- Bassetki Location within Iraqi Kurdistan
- Coordinates: 36°57′31.6″N 42°43′17.4″E﻿ / ﻿36.958778°N 42.721500°E
- Country: Iraq
- Governorate: Dohuk Governorate
- Districts: Simele District

= Bassetki =

Bassetki (باستکێ) is a small village in Iraq, in Dohuk Governorate of autonomous Kurdistan Region. The village is associated with several archaeological finds.

==History==
The site was occupied in the Early Bronze, Middle Bronze, Mittani, Middle Assyrian, Neo-Assyrian, Hellenistic, Islamic, and Modern periods. It may be the ancient city of Mardaman.

==Archaeology==
In 1975 a fragment of a figure of Naram-Sin of Akkad, known as Bassetki Statue, was discovered near Bassetki. The statue was stolen from the National Museum of Iraq during the Iraq War, but was later retrieved by US soldiers.

Since 2016, archaeological excavations have been conducted in Bassetki by the Institute for Ancient Near Eastern Studies team from the University of Tübingen and Hasan Qasim from the Directorate of Antiquities in Dohuk. They revealed a large Bronze Age city established in c. 3000 BC which flourished for more than 1,200 years. From c. 2700 BC the city had a wall protecting the upper part of the city from invaders. The city had an extensive road network, several residential districts and a palatial building. A contemporary cemetery was located outside the city. The city was connected to other regions of Mesopotamia and Anatolia by an overland roadway dating from c. 1800 BC. The archeologists also discovered settlement layers dating from the Akkadian Empire, which also encompassed the territory of modern Iraq. The finds were announced by the University of Tübingen on 3 November 2016.

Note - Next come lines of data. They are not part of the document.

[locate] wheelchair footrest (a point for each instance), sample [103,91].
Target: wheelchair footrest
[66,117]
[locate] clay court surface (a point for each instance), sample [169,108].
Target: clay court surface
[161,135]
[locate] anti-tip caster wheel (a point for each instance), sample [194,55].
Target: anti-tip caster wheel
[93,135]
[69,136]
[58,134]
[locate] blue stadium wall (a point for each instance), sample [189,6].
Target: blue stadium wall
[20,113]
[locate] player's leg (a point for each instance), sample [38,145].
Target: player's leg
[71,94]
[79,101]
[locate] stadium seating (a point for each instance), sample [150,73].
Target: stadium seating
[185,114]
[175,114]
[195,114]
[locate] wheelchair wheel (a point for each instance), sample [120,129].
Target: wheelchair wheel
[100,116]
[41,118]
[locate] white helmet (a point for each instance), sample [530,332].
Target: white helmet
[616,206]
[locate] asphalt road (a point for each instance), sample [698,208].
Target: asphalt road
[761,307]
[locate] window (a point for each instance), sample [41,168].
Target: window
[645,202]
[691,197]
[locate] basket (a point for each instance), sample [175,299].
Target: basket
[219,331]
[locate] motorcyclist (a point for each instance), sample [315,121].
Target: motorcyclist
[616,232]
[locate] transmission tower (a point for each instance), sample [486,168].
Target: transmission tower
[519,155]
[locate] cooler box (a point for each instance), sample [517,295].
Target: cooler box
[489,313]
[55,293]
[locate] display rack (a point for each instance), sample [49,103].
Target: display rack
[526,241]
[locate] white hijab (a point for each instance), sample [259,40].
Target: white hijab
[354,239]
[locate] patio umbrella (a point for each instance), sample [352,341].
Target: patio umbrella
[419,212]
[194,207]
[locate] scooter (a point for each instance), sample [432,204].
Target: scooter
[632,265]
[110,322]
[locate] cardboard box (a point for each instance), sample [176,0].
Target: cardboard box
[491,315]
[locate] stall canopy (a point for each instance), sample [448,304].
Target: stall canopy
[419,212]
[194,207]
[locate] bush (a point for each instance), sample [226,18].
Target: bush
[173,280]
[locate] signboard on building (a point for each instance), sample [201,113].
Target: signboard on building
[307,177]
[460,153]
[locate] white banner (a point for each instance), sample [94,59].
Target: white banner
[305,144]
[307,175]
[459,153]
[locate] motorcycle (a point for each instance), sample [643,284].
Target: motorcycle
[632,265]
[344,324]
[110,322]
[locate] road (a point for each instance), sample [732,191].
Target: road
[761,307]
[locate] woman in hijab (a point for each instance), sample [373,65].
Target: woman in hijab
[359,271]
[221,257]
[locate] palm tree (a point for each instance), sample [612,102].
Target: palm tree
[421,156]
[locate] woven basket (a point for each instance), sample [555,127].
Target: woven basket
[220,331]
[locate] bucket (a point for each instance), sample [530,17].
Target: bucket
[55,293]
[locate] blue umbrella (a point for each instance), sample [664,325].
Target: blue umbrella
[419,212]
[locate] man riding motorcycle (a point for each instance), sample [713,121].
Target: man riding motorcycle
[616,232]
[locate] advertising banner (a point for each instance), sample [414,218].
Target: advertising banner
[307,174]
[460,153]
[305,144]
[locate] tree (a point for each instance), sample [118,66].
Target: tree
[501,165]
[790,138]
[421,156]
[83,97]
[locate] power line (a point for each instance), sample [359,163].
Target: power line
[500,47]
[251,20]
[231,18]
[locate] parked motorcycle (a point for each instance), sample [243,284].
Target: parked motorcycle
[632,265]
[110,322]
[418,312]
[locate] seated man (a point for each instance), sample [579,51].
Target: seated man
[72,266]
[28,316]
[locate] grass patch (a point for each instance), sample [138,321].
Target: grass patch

In the summer of 2017, archaeologists from the University of Tübingen in Germany uncovered, on the eastern slope (Area C), a collection of 3,200 year-old cuneiform tablets hidden inside a collection of ceramic jugs. These tablets reveal the location of the ancient lost royal city of Mardaman that may have once stood where Bassetki lies today. The tablets date back to c. 1250 BC when the area was part of the Middle Assyrian Empire. In the same room of the governor's building a number of Faience objects were found including bowls, ornaments, and tokens. Faience was apparently both produced and stored in the room.

Excavation continued in 2018 and 2019.

===Muqable===
Excavations at the nearby site of Muqable, 5 kilometers southeast of Bassetki, have revealed a Middle Assyrian rural building complex.